Negli ultimi mesi, svariati generali hanno varcato la soglia di prigioni di massima sicurezza (mentre altri sono fuggiti all’estero o sono stati “dimissionati” prima del tempo): Wassini Bouazza, capo del controspionaggio militare, è stato arrestato e ora è in attesa di giudizio. Braccio destro del defunto capo di Stato maggiore Ahmed Gaid Salah, Bouazza avrebbe favorito la fuga a Dubai del segretario particolare del feldmaresciallo con appresso delicati dossier di politica estera e di difesa dell’Algeria.
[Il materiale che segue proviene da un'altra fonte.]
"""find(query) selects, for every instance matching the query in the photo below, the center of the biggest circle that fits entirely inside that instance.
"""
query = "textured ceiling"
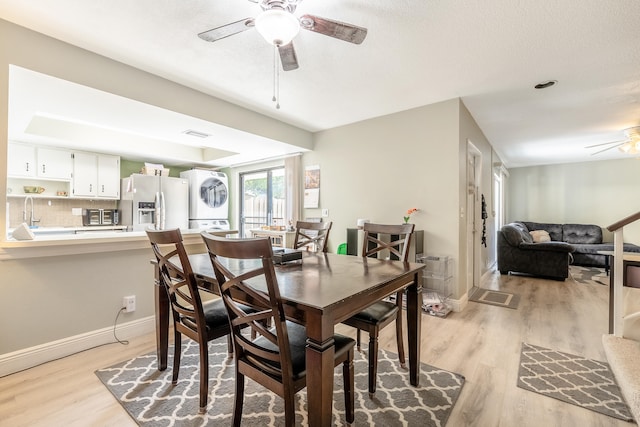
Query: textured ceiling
(489, 53)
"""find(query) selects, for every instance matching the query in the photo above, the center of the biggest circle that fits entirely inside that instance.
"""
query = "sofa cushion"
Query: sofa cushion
(516, 233)
(554, 230)
(581, 233)
(540, 236)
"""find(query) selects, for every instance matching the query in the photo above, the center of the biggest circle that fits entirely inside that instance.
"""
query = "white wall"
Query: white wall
(599, 192)
(379, 168)
(374, 169)
(55, 297)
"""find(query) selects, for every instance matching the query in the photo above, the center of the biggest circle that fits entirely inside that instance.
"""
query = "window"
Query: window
(263, 200)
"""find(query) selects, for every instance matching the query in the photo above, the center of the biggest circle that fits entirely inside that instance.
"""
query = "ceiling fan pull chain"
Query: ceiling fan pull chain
(275, 64)
(276, 77)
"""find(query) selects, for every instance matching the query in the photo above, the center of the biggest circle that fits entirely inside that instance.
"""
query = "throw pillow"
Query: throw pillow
(540, 236)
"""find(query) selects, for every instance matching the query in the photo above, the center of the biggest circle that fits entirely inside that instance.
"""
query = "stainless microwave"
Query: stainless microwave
(100, 217)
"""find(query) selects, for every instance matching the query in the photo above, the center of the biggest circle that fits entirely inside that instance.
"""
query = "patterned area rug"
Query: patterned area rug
(501, 299)
(572, 379)
(588, 275)
(148, 396)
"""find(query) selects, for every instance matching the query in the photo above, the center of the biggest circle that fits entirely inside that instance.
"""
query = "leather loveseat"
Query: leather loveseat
(582, 242)
(517, 252)
(586, 239)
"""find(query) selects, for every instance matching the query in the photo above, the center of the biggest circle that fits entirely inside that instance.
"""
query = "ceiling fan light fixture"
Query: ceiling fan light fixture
(277, 26)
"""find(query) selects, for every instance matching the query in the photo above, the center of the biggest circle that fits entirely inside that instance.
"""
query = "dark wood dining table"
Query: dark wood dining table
(320, 291)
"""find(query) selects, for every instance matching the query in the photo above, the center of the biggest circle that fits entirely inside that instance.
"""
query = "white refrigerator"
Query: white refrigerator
(159, 202)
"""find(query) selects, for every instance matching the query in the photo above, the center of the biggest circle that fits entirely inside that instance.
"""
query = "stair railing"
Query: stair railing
(618, 278)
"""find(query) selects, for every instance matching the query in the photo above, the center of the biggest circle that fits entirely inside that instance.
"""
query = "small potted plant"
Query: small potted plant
(407, 217)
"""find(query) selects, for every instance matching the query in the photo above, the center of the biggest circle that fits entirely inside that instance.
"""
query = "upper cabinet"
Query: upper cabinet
(109, 176)
(62, 173)
(96, 175)
(21, 160)
(54, 163)
(41, 162)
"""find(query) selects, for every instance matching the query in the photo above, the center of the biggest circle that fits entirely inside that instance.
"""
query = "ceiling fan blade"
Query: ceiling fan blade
(339, 30)
(288, 57)
(227, 30)
(604, 143)
(608, 148)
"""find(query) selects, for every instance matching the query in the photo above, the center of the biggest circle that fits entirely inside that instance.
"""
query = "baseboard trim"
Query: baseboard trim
(29, 357)
(458, 305)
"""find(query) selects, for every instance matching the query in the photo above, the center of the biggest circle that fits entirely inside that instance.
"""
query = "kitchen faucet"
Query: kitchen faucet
(32, 219)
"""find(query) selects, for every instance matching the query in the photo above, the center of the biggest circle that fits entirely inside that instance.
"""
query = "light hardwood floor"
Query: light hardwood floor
(482, 343)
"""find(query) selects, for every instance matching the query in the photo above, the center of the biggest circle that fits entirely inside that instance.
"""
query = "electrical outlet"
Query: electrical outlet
(129, 303)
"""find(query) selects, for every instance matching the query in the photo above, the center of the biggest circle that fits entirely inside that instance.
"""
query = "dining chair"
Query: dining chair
(276, 358)
(384, 240)
(200, 321)
(312, 234)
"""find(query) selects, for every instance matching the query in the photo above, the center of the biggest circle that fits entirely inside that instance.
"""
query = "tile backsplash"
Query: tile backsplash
(53, 212)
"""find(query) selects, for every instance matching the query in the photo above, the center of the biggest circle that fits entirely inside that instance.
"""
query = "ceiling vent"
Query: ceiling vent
(195, 133)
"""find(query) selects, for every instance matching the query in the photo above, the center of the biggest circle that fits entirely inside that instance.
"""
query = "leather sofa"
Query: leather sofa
(580, 244)
(517, 252)
(586, 239)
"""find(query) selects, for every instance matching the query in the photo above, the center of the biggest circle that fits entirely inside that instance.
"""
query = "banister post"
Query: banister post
(618, 281)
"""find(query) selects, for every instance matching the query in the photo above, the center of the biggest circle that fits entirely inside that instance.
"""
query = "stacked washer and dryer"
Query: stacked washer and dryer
(208, 199)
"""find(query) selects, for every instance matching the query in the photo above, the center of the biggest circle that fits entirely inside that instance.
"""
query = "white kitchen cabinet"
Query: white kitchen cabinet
(21, 160)
(54, 163)
(96, 175)
(109, 176)
(85, 175)
(39, 162)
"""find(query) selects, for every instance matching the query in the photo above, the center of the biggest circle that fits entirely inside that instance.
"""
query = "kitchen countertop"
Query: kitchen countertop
(56, 244)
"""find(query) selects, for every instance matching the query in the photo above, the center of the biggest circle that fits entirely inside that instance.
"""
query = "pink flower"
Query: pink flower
(409, 212)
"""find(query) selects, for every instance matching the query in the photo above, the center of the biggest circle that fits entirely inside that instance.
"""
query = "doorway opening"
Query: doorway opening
(474, 174)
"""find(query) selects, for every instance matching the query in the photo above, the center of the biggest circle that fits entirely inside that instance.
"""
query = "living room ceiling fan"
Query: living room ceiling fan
(630, 145)
(278, 25)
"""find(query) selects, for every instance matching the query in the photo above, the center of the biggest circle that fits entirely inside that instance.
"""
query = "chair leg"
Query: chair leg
(373, 361)
(289, 408)
(349, 396)
(177, 351)
(239, 399)
(204, 376)
(400, 340)
(229, 345)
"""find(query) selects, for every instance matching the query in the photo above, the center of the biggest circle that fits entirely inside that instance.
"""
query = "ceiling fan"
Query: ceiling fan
(278, 25)
(630, 145)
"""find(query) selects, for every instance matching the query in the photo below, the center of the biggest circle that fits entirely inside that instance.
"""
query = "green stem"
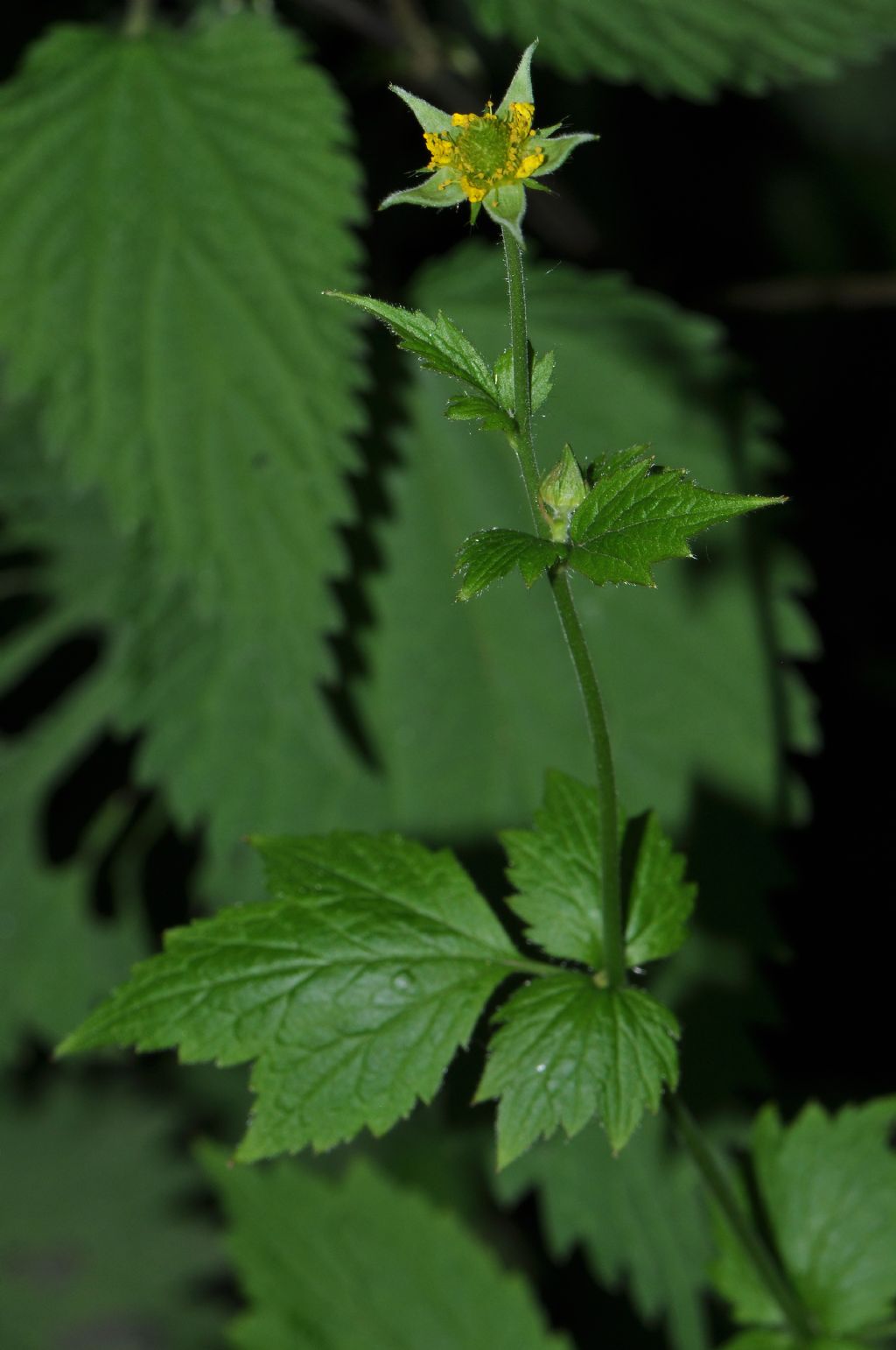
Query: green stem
(595, 716)
(718, 1185)
(607, 810)
(524, 443)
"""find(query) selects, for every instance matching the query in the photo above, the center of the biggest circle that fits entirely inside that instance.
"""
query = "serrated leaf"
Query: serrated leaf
(557, 875)
(828, 1187)
(223, 728)
(438, 343)
(487, 557)
(96, 1247)
(360, 1261)
(494, 669)
(692, 49)
(639, 1220)
(171, 209)
(569, 1051)
(542, 378)
(637, 516)
(353, 988)
(485, 411)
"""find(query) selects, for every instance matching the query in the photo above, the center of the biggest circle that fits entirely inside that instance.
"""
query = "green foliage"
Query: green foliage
(438, 343)
(360, 1261)
(94, 1245)
(164, 242)
(486, 667)
(639, 1220)
(828, 1185)
(353, 988)
(490, 553)
(632, 518)
(569, 1051)
(557, 874)
(696, 49)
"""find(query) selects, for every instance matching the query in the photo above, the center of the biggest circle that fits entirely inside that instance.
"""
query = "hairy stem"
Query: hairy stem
(718, 1185)
(595, 716)
(524, 443)
(607, 810)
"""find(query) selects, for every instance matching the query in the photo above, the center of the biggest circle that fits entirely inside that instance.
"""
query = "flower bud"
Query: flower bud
(562, 490)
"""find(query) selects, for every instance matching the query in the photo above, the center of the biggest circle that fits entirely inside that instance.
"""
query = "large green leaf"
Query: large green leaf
(471, 702)
(695, 49)
(171, 207)
(828, 1188)
(96, 1245)
(359, 1261)
(637, 1217)
(351, 988)
(569, 1051)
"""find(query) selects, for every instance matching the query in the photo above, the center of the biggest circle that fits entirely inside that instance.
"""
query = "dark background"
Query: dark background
(774, 216)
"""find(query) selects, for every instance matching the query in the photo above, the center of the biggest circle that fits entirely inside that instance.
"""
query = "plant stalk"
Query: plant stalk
(724, 1195)
(594, 712)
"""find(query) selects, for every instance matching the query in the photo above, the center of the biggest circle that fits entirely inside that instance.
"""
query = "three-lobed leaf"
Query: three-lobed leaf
(492, 553)
(639, 1220)
(351, 988)
(569, 1051)
(636, 516)
(557, 875)
(360, 1261)
(828, 1188)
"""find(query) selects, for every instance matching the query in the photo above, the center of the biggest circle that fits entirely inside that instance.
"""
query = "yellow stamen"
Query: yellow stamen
(486, 150)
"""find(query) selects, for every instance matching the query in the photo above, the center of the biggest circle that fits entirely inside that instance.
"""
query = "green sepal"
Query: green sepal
(508, 206)
(427, 114)
(520, 88)
(492, 553)
(557, 151)
(430, 193)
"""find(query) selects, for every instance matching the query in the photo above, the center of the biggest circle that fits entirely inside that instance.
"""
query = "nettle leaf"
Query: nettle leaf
(438, 343)
(359, 1260)
(489, 555)
(171, 208)
(96, 1243)
(692, 49)
(353, 988)
(223, 729)
(569, 1051)
(557, 875)
(828, 1187)
(639, 1220)
(493, 669)
(636, 516)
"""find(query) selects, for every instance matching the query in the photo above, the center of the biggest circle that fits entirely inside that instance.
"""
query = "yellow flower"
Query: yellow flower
(486, 151)
(486, 158)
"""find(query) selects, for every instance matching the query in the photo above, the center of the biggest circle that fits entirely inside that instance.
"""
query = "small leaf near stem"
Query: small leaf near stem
(595, 716)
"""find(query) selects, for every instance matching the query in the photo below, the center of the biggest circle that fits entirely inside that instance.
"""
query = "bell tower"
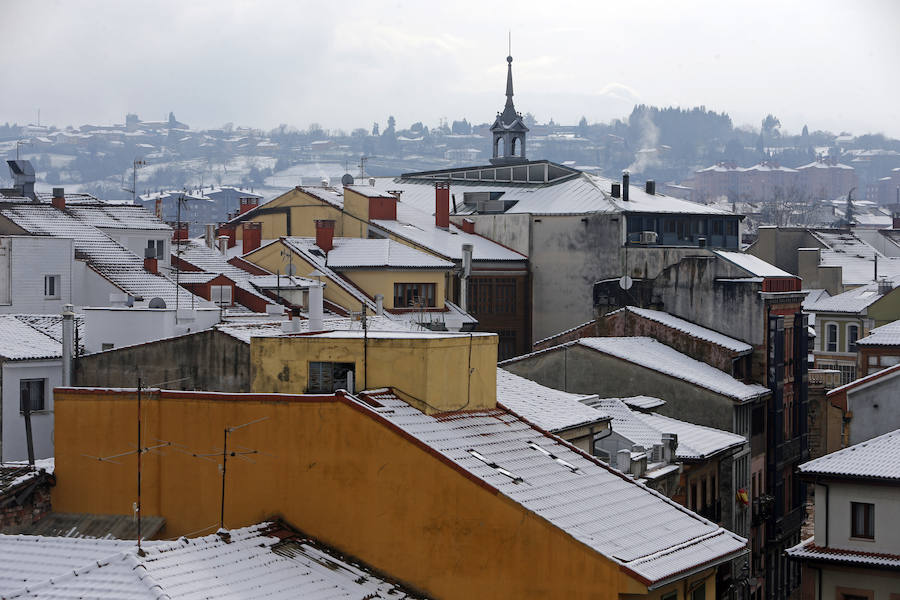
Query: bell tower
(509, 129)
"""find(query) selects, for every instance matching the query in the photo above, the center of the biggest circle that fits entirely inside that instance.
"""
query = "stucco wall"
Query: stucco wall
(340, 474)
(207, 360)
(13, 441)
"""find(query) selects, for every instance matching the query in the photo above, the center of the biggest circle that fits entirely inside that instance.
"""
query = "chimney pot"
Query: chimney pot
(325, 234)
(59, 198)
(442, 204)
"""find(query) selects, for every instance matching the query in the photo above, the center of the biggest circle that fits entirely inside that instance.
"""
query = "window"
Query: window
(414, 295)
(831, 338)
(31, 392)
(328, 377)
(51, 286)
(158, 247)
(852, 336)
(863, 520)
(220, 294)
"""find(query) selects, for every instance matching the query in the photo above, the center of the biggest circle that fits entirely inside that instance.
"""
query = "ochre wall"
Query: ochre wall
(381, 281)
(336, 471)
(431, 369)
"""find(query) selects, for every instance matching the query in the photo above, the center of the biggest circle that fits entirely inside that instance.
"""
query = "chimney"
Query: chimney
(252, 237)
(623, 460)
(180, 232)
(247, 204)
(59, 198)
(325, 234)
(150, 260)
(316, 308)
(442, 204)
(68, 343)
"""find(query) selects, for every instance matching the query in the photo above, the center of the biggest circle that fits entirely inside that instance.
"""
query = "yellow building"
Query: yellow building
(425, 478)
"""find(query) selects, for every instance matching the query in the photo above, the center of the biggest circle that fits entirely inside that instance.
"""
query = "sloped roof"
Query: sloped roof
(691, 329)
(549, 409)
(808, 550)
(853, 301)
(695, 442)
(756, 267)
(261, 561)
(349, 253)
(886, 335)
(656, 356)
(877, 459)
(108, 258)
(643, 531)
(418, 226)
(21, 341)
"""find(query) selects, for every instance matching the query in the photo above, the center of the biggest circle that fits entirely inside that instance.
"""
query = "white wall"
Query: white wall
(887, 516)
(130, 326)
(30, 258)
(12, 442)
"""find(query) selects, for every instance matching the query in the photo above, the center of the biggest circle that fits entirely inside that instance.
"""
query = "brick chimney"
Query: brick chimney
(325, 234)
(252, 236)
(248, 204)
(150, 263)
(179, 231)
(442, 204)
(59, 198)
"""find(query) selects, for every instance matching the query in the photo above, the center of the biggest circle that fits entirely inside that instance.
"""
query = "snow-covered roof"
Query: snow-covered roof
(577, 193)
(855, 257)
(756, 267)
(647, 534)
(361, 253)
(549, 409)
(808, 550)
(418, 227)
(261, 561)
(691, 329)
(653, 355)
(886, 335)
(853, 301)
(877, 459)
(14, 474)
(695, 442)
(21, 341)
(121, 267)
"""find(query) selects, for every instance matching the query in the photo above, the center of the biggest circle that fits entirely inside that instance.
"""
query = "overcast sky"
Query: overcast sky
(834, 65)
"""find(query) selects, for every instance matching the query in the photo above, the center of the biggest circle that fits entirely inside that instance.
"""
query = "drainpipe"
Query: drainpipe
(68, 343)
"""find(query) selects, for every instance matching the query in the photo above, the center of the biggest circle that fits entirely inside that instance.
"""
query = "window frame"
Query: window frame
(868, 520)
(55, 282)
(43, 394)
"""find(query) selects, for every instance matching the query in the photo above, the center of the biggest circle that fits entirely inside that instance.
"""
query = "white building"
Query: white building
(855, 552)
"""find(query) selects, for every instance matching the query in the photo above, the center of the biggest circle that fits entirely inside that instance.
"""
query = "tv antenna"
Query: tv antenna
(139, 451)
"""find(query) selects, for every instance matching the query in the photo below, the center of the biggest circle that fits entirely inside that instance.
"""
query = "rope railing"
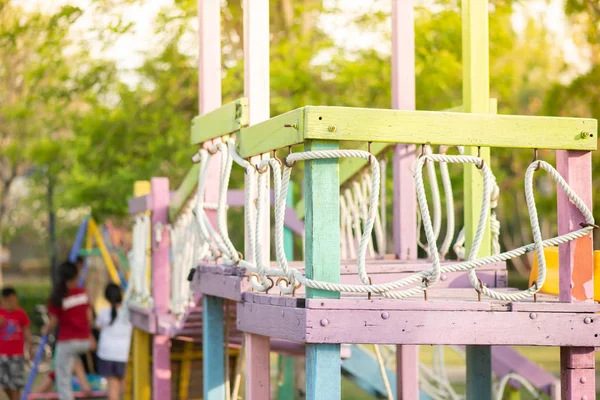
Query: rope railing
(139, 291)
(261, 277)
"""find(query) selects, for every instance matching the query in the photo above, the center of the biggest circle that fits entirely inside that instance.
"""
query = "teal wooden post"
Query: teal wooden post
(286, 363)
(322, 231)
(213, 360)
(476, 93)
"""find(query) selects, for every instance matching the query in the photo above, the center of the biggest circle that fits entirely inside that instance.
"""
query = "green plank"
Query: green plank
(223, 121)
(275, 133)
(183, 193)
(476, 90)
(438, 127)
(322, 231)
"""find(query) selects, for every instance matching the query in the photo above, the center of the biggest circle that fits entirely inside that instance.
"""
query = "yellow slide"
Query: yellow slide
(551, 284)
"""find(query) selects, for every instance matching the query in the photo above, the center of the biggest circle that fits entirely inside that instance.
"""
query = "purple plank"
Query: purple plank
(281, 322)
(142, 319)
(443, 327)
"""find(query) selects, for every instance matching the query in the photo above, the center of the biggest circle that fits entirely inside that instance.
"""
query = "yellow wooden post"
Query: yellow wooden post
(141, 340)
(186, 370)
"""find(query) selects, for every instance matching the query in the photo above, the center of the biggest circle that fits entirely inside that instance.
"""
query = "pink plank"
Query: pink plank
(404, 205)
(443, 327)
(139, 204)
(161, 286)
(225, 286)
(397, 305)
(257, 373)
(576, 280)
(527, 306)
(78, 395)
(280, 322)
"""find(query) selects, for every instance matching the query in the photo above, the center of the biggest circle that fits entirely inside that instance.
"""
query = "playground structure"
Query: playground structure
(348, 289)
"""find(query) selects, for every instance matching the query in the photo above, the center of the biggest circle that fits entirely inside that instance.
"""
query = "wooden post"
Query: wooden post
(405, 200)
(322, 231)
(141, 339)
(209, 73)
(286, 363)
(476, 93)
(161, 285)
(576, 279)
(256, 89)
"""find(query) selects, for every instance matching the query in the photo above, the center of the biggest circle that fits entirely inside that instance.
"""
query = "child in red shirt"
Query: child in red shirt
(14, 332)
(69, 308)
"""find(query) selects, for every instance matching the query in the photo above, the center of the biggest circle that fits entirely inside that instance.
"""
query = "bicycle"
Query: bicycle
(46, 362)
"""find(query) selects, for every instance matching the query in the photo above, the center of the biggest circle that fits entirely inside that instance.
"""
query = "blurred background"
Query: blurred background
(96, 94)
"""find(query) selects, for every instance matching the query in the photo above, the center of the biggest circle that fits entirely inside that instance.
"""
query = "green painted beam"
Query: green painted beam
(225, 120)
(278, 132)
(417, 127)
(400, 126)
(183, 193)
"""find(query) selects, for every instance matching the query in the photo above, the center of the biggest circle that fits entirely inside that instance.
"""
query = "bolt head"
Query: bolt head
(533, 315)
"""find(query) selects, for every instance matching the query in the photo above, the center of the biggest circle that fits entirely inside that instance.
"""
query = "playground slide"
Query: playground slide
(551, 284)
(362, 368)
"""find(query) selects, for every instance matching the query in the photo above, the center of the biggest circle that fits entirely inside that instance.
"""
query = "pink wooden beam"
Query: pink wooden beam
(415, 327)
(405, 206)
(257, 90)
(161, 286)
(576, 280)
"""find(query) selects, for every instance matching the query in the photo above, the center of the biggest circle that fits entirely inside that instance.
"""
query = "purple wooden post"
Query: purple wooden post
(161, 272)
(576, 269)
(405, 204)
(256, 89)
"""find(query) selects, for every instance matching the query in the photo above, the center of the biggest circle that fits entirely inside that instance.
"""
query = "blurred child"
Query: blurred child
(115, 338)
(70, 308)
(14, 334)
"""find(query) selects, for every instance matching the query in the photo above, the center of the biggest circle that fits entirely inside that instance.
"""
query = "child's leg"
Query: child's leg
(44, 386)
(114, 388)
(79, 372)
(12, 394)
(65, 357)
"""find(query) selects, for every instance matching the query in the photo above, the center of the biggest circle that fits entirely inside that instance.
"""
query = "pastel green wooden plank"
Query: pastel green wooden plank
(223, 121)
(322, 222)
(275, 133)
(184, 191)
(438, 127)
(476, 93)
(322, 232)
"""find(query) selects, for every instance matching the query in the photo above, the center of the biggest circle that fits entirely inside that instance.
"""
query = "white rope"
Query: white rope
(138, 259)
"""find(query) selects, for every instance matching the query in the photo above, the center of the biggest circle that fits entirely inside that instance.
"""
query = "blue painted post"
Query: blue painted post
(322, 231)
(36, 362)
(213, 350)
(286, 363)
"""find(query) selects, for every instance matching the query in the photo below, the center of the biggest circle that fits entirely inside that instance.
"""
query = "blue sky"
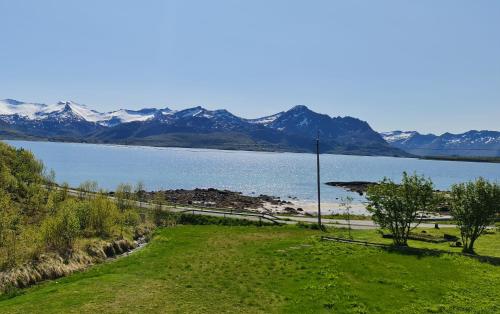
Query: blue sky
(426, 65)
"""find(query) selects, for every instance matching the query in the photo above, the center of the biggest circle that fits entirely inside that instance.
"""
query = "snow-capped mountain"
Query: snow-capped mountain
(471, 143)
(292, 130)
(10, 110)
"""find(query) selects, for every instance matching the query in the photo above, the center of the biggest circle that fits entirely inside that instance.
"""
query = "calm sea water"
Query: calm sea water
(278, 174)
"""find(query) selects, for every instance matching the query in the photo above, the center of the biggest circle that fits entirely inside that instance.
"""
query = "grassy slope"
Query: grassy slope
(251, 269)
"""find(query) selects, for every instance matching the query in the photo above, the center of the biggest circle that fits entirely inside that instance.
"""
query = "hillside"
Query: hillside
(293, 130)
(470, 144)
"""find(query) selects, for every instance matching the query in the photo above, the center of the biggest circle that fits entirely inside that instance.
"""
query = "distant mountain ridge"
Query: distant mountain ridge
(470, 144)
(292, 130)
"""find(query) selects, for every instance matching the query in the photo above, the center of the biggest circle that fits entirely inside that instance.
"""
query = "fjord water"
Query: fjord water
(278, 174)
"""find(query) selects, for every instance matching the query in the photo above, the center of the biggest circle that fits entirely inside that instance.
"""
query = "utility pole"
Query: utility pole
(319, 180)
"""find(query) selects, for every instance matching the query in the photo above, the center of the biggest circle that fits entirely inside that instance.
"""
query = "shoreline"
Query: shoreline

Quanto ai sopravvissuti, anche l’emergenza sanitaria li compatta intorno a Tebboune: il numero dei contagi da coronavirus è a quota 6.000, e sono 515 i decessi. Da metà marzo, qualsiasi assembramento è vietato: lo stesso Hirak, il movimento che dal febbraio 2019 scuote alla radice l’establishment algerino, ha disposto la sospensione temporanea delle manifestazioni. Tuttavia, domenica scorsa, nella regione Nord orientale della Cabilia, alcune migliaia di persone – poche centinaia, secondo le autorità – hanno deciso di riprendere la via della mobilitazione, protestando contro l’arresto di giovani attivisti. L’iniziativa è stata sposata dall’Hirak centrale. In parallelo, si rileva anche la ripresa del battage Web contro intimidazioni, convocazioni nei commis-sariati, incarcerazioni ai danni degli oppositori politici. Il messaggio è chiaro: a causa del virus, lo scontro frontale con il regime è rimandato, non cancellato.